LAHY-MARECHAL Émilie, Chaumont – Grandrue

Testimonies collected in 1993 and 1994 by Patricia Lemaire and Robert Fergloute. Published with permission of Patricia Lemaire.

23 years old in 1944.
I had taken refuge with my parents at my sister’s in Grandru. The Germans weren’t there yet. The day after our arrival, Jules, my husband, suggested going to see what was happening in the region. We cycled to the northern edge of Hompré. As we heard shooting, Jules asked me to set out carefully on reconnaissance. So I went down to Hompré, my heart beating. I looked left and right, but it was impossible to see where the shots were coming from. As I approached the back of the village, I spotted the German soldiers who, indifferent to my presence, continued to wash and shave. I spoke to a villager who was on her doorstep: “Alice, they’re here! How come we hear shooting from all sides?”. “They are killing the hens,” she told me.

Chaumont area in 1943.

Calmly, I returned to join my husband. We parted again. He left for Chaumont to warn the Mayor of Bastogne, Mr. Materne, that the Germans were in Hompré.

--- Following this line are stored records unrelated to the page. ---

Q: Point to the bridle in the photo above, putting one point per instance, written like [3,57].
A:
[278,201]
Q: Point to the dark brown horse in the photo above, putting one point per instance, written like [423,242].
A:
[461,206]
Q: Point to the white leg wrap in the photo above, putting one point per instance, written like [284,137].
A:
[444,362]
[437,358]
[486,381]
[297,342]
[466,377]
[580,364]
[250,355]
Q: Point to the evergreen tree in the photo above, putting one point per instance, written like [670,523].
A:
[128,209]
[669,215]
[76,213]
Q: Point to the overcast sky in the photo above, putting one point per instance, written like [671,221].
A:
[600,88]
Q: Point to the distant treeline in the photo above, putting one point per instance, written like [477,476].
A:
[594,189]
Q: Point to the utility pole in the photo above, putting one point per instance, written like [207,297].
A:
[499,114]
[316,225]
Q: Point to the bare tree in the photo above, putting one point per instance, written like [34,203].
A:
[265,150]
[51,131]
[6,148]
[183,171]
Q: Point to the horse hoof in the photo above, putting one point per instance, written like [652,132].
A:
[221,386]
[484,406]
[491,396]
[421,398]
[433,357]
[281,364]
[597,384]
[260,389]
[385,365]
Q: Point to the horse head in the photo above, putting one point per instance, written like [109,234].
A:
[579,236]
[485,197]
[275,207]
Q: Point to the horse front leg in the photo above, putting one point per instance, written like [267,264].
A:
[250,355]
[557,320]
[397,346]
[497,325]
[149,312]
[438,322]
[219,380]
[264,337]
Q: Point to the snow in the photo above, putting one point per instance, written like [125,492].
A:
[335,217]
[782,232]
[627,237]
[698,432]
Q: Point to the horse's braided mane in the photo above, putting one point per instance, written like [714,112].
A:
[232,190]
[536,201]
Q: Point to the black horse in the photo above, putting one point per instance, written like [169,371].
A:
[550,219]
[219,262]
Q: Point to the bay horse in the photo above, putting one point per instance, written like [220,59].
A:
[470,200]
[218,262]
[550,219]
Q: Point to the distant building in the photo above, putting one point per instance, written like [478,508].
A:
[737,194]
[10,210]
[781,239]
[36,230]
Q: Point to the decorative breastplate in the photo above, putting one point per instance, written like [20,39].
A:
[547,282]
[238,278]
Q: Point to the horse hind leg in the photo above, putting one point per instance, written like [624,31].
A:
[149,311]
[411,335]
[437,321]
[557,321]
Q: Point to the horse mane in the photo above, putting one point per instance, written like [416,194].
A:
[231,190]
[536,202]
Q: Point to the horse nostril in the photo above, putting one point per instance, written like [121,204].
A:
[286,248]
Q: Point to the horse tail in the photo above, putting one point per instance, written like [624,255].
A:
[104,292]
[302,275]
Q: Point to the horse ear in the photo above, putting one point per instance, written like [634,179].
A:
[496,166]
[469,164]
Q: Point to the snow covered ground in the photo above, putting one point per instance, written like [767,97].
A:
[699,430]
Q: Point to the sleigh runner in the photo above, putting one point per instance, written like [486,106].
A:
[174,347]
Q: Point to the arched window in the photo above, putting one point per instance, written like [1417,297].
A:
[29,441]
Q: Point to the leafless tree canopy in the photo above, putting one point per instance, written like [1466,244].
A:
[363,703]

On my sister’s farm, many people had taken refuge in the vaulted stable below the path. Very quickly, the Germans occupied the village.

German paratroops occupying the area. Visual montage by the Ardennes Breakthrough Association asbl.

For three nights and three consecutive days, the Americans shelled Grandru. Few of us thought then of eating the provisions brought in a manna or of drinking the water collected in a bucket or of sleeping. A blanket over our heads, we squatted near the animals; we thought they were protecting us. After a lull, the din of explosions resumed. “V’là co one berwètée!” (“Here’s another load!”) someone said jokingly. Nervously, we laughed… but not for very long!

During the third day, the Germans, abandoning weapons and equipment, left Grandru. They were replaced, without fighting, by the Americans.